The  Saskatchewan Legislature has received Rick Hansen Foundation Accessibility Certification (RHFAC) – making it the first legislative building in Canada to be designated as such. On May 10, 2022, a  plaque was unveiled at the legislature commemorating the designation. The plaque, which is to be installed in the hallway of the Prince of Wales entrance, should serve as an example to all municipalities and building owners that older buildings and heritage buildings can, and should, be updated to provide modern access.[1]

The Saskatchewan Human Rights Commission commends the provincial legislature on its certification, and remains committed to working with stakeholders on projects that improve accessibility and address barriers in Saskatchewan’s built environment. In recent years, the Commission has:

  • Been involved in discussions with and the Ministry of Government Relations, Building and Technical Standard Branch, that resulted in the creation of a first-ever Barrier Free Design Guide for Saskatchewan. During these discussions, the Commission presented on the relationship between The Saskatchewan Human Rights Code, accessibility in the built environment, and the need to accommodate people with disabilities in public spaces and services.
  • Provided the Buildings and Technical Standards Branch with human rights-related feedback on the draft regulations for The Construction Code Act, which went into effect January 1, 2022.
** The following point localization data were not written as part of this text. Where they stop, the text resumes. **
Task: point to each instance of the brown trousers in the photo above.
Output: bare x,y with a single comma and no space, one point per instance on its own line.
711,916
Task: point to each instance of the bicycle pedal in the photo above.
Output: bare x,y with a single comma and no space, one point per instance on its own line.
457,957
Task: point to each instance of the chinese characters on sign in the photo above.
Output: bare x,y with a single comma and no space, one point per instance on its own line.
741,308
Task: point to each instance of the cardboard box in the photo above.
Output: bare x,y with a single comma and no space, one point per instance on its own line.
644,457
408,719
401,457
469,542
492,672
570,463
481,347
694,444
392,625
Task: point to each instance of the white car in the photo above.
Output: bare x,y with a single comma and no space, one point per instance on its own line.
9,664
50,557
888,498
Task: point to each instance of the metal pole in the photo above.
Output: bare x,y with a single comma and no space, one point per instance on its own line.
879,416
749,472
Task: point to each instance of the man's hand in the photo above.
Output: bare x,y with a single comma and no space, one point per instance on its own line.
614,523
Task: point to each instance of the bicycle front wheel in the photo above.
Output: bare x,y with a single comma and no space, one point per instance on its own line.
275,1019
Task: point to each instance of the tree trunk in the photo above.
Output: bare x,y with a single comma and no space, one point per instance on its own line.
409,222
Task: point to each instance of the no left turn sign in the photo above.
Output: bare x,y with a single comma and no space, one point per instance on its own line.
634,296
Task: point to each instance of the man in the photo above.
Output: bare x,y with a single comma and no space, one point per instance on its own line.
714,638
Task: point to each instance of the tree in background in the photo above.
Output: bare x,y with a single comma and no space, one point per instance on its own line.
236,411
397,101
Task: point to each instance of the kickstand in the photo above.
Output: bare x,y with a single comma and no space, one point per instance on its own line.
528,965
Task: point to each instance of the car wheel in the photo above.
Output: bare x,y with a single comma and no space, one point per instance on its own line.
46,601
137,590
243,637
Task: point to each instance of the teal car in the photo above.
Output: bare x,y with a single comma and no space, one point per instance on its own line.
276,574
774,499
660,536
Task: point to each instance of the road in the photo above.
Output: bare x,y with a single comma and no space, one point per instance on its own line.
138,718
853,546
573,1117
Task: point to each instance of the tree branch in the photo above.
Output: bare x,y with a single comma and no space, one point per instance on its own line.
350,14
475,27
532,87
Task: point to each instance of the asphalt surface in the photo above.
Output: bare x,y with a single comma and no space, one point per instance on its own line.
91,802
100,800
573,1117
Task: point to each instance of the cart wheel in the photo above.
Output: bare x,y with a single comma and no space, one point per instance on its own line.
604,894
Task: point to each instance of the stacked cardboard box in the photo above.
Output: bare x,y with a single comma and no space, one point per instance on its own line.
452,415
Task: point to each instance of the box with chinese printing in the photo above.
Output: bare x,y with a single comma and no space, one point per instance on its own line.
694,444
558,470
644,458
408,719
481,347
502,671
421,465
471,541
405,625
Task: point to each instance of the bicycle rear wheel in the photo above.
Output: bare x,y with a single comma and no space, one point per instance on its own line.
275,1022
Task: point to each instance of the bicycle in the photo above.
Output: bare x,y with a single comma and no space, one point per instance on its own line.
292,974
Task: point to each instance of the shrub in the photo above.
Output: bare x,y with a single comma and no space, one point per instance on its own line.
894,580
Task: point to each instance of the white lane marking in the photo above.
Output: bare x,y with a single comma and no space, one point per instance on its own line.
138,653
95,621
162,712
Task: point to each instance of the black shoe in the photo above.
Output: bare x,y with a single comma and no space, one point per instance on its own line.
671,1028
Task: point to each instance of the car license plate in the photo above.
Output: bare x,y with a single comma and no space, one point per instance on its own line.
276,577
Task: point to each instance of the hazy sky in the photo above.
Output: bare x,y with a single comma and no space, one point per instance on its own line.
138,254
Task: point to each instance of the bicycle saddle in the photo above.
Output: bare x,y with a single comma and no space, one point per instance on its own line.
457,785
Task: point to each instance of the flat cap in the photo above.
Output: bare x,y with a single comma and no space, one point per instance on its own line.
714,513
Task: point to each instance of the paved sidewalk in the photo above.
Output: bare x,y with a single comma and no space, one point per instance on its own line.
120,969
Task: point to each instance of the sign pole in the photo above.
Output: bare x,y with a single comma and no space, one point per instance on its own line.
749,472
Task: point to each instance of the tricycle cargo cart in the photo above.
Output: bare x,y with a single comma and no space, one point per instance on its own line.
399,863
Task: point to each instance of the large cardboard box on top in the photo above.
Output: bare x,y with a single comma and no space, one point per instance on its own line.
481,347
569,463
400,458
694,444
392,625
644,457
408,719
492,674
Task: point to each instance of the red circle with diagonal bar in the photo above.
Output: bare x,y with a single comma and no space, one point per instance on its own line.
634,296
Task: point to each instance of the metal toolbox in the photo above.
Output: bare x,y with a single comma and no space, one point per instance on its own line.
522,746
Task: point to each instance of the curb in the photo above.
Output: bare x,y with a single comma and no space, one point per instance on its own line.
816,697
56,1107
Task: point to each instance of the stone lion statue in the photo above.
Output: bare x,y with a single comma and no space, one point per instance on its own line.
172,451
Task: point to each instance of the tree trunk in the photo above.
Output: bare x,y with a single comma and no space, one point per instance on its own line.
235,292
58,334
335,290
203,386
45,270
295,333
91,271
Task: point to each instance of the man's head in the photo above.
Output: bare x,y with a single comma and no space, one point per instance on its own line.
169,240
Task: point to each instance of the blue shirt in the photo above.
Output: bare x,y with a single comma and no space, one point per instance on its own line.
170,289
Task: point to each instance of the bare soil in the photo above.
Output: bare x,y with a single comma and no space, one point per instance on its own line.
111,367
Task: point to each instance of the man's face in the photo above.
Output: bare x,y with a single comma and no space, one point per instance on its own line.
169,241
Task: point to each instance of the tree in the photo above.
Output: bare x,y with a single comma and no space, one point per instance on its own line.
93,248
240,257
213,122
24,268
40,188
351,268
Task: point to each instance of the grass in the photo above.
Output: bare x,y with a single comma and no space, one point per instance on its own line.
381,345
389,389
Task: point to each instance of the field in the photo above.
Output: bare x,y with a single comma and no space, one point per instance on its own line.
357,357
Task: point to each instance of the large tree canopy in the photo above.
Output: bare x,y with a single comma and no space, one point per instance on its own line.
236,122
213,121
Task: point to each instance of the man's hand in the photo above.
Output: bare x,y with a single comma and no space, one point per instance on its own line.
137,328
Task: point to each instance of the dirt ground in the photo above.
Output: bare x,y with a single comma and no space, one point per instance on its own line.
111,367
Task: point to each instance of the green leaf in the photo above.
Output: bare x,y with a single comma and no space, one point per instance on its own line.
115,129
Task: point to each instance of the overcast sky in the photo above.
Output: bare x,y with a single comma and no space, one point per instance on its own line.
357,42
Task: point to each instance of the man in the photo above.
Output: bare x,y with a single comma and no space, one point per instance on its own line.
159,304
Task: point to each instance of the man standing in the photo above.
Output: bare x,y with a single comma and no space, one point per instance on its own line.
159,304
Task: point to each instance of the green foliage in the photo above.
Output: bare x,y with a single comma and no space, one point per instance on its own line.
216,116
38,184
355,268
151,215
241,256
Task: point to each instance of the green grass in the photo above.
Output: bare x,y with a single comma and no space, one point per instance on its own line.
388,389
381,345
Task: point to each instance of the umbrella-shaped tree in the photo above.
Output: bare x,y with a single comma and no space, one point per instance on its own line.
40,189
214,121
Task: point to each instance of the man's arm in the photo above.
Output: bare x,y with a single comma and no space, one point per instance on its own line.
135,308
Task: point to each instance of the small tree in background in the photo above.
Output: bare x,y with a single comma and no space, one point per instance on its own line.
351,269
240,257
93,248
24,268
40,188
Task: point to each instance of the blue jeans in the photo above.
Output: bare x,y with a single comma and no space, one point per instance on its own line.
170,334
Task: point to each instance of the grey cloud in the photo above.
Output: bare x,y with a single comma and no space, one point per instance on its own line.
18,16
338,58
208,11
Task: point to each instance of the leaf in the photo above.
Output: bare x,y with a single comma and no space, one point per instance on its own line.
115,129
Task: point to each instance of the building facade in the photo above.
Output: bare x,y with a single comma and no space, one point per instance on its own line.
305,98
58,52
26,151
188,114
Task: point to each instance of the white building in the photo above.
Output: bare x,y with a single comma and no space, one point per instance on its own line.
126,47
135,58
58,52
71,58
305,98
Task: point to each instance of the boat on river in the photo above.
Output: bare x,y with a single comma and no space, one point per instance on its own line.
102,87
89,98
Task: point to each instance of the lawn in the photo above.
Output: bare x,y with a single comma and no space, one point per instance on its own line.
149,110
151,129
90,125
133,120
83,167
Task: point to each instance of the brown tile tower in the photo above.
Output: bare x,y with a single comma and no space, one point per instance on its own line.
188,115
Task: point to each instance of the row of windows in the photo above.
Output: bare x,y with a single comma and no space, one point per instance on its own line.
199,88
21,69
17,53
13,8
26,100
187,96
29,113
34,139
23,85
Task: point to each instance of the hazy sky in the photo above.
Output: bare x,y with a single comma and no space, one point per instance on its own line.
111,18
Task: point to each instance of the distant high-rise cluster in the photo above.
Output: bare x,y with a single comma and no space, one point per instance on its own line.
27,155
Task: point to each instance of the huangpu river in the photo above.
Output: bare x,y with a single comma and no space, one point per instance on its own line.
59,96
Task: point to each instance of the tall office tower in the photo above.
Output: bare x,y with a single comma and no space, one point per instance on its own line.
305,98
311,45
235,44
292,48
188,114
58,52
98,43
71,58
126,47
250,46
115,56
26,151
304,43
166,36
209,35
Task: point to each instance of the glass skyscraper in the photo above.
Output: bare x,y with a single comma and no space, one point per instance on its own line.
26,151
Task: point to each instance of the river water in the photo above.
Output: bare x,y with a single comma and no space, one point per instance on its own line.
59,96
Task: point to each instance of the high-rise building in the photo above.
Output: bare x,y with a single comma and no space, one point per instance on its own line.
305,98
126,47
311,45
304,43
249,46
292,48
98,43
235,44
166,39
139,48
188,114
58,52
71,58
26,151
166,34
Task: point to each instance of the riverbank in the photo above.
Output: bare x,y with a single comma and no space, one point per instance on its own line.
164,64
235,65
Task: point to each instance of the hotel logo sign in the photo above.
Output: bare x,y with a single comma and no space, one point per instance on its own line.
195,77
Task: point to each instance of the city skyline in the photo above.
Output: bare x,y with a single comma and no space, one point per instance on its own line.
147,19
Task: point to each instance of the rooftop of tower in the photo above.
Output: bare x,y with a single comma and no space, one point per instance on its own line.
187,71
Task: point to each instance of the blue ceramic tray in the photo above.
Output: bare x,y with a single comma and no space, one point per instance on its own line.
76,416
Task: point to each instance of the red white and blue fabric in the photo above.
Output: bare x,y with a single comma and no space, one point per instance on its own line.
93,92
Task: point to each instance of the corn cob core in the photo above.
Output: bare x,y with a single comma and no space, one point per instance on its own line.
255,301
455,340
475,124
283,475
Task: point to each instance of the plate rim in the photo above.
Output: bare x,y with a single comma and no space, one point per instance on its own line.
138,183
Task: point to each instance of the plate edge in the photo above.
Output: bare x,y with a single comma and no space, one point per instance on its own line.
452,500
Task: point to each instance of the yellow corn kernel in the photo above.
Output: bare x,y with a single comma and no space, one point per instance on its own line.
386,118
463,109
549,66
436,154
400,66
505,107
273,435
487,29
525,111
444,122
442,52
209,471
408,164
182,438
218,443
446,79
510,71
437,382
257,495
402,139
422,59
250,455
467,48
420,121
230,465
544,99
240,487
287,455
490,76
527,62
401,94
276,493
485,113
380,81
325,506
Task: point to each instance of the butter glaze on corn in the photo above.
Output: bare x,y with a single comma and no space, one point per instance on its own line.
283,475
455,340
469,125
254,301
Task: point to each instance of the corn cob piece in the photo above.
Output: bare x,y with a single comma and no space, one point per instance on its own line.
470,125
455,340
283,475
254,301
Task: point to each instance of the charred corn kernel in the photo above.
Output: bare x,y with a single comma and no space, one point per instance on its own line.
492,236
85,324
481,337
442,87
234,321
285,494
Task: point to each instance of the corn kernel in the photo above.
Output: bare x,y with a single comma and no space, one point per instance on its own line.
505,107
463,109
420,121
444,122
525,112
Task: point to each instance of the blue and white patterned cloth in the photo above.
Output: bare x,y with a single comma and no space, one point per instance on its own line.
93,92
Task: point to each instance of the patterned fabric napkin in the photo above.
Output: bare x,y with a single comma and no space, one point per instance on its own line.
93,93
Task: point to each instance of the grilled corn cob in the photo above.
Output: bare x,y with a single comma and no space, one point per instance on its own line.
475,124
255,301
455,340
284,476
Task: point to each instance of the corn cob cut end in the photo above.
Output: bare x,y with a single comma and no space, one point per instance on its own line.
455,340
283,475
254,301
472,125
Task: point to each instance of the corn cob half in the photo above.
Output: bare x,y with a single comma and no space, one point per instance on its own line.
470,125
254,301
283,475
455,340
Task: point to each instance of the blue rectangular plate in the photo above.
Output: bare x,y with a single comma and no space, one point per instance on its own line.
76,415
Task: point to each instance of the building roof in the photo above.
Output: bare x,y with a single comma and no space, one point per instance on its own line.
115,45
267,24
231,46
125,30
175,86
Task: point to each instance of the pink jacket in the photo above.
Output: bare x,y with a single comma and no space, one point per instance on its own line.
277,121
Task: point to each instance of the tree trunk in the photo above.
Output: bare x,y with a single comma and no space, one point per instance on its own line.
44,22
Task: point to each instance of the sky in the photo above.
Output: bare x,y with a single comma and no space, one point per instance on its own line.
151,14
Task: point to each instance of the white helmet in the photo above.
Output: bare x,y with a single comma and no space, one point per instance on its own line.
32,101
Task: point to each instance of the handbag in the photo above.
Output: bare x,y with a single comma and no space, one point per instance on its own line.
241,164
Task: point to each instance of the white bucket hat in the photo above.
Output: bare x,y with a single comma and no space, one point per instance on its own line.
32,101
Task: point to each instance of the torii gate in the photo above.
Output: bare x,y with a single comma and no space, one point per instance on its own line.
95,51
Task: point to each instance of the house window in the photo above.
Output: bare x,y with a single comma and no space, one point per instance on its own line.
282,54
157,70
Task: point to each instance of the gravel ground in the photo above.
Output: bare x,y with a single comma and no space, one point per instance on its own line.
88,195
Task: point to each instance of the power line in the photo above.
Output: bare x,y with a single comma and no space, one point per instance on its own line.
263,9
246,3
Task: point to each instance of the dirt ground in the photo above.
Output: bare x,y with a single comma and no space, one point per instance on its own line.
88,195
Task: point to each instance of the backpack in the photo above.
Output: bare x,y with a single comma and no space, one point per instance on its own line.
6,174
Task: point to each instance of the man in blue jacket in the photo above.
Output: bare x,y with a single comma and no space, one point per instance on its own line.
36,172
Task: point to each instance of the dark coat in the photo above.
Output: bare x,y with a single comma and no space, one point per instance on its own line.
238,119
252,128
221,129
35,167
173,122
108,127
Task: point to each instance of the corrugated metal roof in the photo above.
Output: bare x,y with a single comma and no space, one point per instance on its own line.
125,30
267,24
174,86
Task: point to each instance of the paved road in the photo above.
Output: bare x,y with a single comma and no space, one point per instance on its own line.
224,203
The Commission looks forward to its continued collaborations with the Building and Technical Standards Branch, as well as with the Office of Disability Issues and other stakeholders, to help improve accessibility in this province.

There is a moral and ethical responsibility, as well as a legal requirement, to make Saskatchewan accessible. There is also a strong business case for supporting greater accessibility which includes increased employment opportunities, increased tourism-related revenues, and improved access to educational opportunities.


[1] Building owners, businesses, and public service providers need to be aware that approved building permits, and adherence to minimum building code standards, may not ensure accessibility for persons with disabilities and/or compliance with the Code.